HARVARD MEN had a good deal to do with the establishment of the American form of government. Harvard has contributed five presidents to the country and countless cabinet members and administrators. On occasion, as with Vietnam, Harvard has contributed unparalleled bad advice.

But the Watergate affair perpetrated by President Nixon's ad agency hypesters, the worst scandal ever to rock the White House, has put Harvard back in the position of bailing out its younger cousin, the U.S. government.

At the center of the Watergate controversy is Harvard's former trouble-shooter, Archibald Cox '34, Williston Professor of Law and the Justice Department's special Watergate prosecutor. Cox was appointed in mid-May by attorney general Elliot L. Richardson '41, who studied under Cox at the Law School right after World War II.

Samuel Dash, chief majority counsel for the Senate select committee investigating Watergate, also learned his law under Cox in the forties.

Cox wasted no time in reinforcing the Harvard Brigade for the Watergate battle. Five days after his appointment, Cox tapped Philip B. Heymann and James Vorenberg '49, professors of Law, as informal assistants to aid him in setting up the investigation.

Cox, a trim, tall 61-year-old labor lawyer, will hold the key command position in the Harvard Brigade, independent from even his nominal superior Richardson. As special prosecutor he will be in charge of all prosecutions stemming from offenses committed during last year's presidential campaign.

ALIBERAL Democrat who has served under four Democratic presidents, Cox is no stranger either to Washington or to crisis situations. During the late sixties, when the nation's campuses were embroiled in controversy, Cox earned a reputation as "university trouble-shooter" for his role in investigating the 1968 Columbia University disorders and his efforts to end a Harvard building takeover in March 1971.

In the spring of 1968, Cox chaired a five-member factfinding commission which studied the riots and building takeovers at Columbia University and in the fall of 1969, just after the takeover of University Hall, the Corporation granted him a broad mandate to handle disorders at Harvard.

One of the apparent reasons for Cox's selection as special prosecutor was his scrupulous regard for independence. During the Korean War, Cox headed the Wage Stabilization Board, but resigned after four months when President Harry S. Truman reversed one of his decisions on a wage increase for the United Mine Workers.

At Harvard, Cox demanded almost unilateral decision-making power in his duties as trouble-shooter.
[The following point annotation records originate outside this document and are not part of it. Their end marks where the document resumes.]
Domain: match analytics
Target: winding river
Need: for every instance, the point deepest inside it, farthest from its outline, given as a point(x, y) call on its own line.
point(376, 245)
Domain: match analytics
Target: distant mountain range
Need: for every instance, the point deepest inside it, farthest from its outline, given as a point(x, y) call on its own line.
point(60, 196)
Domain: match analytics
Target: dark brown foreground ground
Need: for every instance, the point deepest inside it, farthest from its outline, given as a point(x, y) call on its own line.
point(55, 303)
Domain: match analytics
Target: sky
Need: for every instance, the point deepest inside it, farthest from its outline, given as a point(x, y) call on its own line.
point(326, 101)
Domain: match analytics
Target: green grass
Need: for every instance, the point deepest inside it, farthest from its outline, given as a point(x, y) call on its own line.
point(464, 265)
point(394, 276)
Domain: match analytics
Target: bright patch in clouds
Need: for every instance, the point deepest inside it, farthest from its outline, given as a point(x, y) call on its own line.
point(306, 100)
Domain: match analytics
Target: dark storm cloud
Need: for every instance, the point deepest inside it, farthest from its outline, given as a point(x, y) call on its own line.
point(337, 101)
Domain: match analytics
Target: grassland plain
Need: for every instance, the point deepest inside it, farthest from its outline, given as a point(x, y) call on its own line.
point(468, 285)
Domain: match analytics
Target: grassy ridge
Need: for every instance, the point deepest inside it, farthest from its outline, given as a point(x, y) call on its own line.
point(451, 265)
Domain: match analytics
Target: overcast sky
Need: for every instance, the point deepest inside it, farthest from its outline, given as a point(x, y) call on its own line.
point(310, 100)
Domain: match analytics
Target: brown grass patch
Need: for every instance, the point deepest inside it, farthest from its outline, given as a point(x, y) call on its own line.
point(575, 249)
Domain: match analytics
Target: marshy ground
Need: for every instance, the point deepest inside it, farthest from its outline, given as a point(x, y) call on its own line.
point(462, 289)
In early March 1971, Cox almost single-handedly brought a non-violent end to the nine-day occupation of a vacant building at 888 Memorial Drive being held by militant women's groups.

Two weeks later, Cox earned notoriety among Harvard radicals for his role in the controversy surrounding a prowar "counter teach-in." Cox floated reports before the incident that any disruptions by antiwar activists would be taken as violations of academic freedom.

On the night of the teach-in, March 26, 1971, Cox appeared on the stage in Sanders Theater to plead with the crowd to stop the chanting and clapping which had made it impossible for the pro-war speakers to be heard. "You have the power to disrupt this meeting at any time. But will you please let me speak?" Cox told the noisy audience.

Cox continued a prepared speech despite the fact that few in the crowd could hear him. "If this meeting is disrupted--hateful as some of us may find it--then liberty will have died a little and those guilty of disruption will have done inestimable damage to the cause of humanity and peace."

When the noise failed to abate after 45 minutes, Cox called off the teach-in and the crowd dispersed. Cox later took charge of the University disciplinary actions against those accused of disruption.

COX WILL almost certainly insist on maintaining an independent course as Watergate prosecutor. In one of his first public statements after the appointment, the white-haired, crewcut professor told The Crimson in an exclusive interview that he had definitely decided to take most of his staff from outside the ranks of the present administration.